Jul 31, 2025Ravie Lakshmanan
The financially motivated menace actor referred to as UNC2891 has been noticed focusing on Computerized Teller Machine (ATM) infrastructure utilizing a 4G-equipped Raspberry Pi as a part of a covert assault.
The cyber-physical assault concerned the adversary leveraging their bodily entry to put in the Raspberry Pi gadget and have it related on to the identical community swap because the ATM, successfully putting it inside the goal financial institution’s community, Group-IB mentioned. It is at the moment not identified how this entry was obtained.
“The Raspberry Pi was outfitted with a 4G modem, permitting distant entry over cellular knowledge,” safety researcher Nam Le Phuong mentioned in a Wednesday report.
“Utilizing the TINYSHELL backdoor, the attacker established an outbound command-and-control (C2) channel by way of a Dynamic DNS area. This setup enabled steady exterior entry to the ATM community, utterly bypassing perimeter firewalls and conventional community defenses.”
UNC2891 was first documented by Google-owned Mandiant in March 2022, linking the group to assaults focusing on ATM switching networks to hold out unauthorized money withdrawals at completely different banks utilizing fraudulent playing cards.
Central to the operation was a kernel module rootkit dubbed CAKETAP that is designed to cover community connections, processes, and recordsdata, in addition to intercept and spoof card and PIN verification messages from {hardware} safety modules (HSMs) to allow monetary fraud.

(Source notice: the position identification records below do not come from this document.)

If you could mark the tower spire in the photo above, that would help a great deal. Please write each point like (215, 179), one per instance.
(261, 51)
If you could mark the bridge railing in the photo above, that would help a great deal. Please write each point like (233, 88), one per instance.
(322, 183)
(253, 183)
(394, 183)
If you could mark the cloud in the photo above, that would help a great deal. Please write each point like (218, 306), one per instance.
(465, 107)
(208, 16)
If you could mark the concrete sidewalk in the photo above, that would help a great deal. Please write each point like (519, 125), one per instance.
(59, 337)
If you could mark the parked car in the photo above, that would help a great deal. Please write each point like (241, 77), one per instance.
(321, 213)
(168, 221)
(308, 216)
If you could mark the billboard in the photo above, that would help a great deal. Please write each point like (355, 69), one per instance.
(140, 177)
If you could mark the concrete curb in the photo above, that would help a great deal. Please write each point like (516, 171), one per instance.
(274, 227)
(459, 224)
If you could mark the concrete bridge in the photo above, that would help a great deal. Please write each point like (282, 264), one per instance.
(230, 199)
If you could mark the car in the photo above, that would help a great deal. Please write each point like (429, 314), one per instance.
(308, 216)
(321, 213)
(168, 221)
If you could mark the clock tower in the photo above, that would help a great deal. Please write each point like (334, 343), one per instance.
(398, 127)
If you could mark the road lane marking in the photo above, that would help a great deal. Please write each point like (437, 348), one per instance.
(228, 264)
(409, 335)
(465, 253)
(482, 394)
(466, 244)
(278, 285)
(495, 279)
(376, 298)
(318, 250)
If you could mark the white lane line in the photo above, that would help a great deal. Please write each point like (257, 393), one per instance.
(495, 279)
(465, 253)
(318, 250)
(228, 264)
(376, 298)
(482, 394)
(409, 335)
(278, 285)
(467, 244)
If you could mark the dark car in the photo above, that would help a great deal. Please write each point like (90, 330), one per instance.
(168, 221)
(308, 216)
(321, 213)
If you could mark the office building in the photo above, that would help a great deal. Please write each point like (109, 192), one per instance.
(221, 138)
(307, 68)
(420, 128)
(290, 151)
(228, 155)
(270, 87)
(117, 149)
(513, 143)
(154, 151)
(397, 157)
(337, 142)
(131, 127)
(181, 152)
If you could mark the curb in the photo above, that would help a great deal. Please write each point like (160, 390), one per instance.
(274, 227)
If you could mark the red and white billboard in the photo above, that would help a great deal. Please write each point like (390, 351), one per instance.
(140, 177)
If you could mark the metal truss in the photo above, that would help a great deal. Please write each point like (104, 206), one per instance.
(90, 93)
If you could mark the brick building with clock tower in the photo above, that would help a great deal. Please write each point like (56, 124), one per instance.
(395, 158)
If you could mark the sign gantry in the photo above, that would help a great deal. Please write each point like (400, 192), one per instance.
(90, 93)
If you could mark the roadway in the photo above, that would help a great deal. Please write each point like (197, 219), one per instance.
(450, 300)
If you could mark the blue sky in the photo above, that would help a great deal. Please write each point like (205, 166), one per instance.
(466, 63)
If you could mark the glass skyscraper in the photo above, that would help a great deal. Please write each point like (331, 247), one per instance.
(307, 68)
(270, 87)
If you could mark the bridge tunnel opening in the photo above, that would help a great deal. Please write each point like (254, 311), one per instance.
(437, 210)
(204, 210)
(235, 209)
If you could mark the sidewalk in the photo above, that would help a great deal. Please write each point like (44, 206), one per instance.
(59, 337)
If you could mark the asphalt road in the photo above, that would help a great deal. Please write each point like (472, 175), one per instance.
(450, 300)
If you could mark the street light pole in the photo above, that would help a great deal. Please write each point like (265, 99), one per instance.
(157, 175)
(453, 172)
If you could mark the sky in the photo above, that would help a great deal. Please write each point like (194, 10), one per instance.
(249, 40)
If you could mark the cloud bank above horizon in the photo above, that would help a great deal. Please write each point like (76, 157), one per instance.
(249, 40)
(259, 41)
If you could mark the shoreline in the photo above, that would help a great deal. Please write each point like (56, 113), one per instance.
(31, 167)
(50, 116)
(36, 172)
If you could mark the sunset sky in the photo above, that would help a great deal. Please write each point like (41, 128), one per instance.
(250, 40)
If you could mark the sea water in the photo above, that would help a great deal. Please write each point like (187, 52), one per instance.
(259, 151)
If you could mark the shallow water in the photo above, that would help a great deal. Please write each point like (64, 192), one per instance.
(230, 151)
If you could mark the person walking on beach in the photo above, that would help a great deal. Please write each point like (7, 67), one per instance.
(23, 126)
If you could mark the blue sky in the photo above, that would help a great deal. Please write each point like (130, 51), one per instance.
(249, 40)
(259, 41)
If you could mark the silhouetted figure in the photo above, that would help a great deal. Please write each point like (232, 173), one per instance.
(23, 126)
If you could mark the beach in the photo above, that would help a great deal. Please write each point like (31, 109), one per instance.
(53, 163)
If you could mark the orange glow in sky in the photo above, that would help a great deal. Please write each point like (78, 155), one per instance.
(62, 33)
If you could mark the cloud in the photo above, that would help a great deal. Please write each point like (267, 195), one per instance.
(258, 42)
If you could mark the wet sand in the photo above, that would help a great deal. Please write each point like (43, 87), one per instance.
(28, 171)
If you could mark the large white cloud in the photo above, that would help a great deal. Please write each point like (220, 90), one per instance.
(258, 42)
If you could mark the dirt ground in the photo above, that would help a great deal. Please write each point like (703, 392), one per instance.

The hacking crew is assessed to share tactical overlaps with one other menace actor UNC1945 (aka LightBasin), which was beforehand recognized compromising managed service suppliers and putting targets inside the monetary {and professional} consulting industries.
Describing the menace actor as possessing intensive data of Linux and Unix-based techniques, Group-IB mentioned its evaluation uncovered backdoors named “lightdm” on the sufferer’s community monitoring server which might be designed to determine energetic connections to the Raspberry Pi and the inner Mail Server.
The assault is critical for the abuse of bind mounts to cover the presence of the backdoor from course of listings and evade detection.
The top purpose of the an infection, as seen up to now, is to deploy the CAKETAP rootkit on the ATM switching server and facilitate fraudulent ATM money withdrawals. Nonetheless, the Singaporean firm mentioned the marketing campaign was disrupted earlier than the menace actor might inflict any severe harm.
“Even after the Raspberry Pi was found and eliminated, the attacker maintained inner entry by way of a backdoor on the mail server,” Group-IB mentioned. “The menace actor leveraged a Dynamic DNS area for command-and-control.”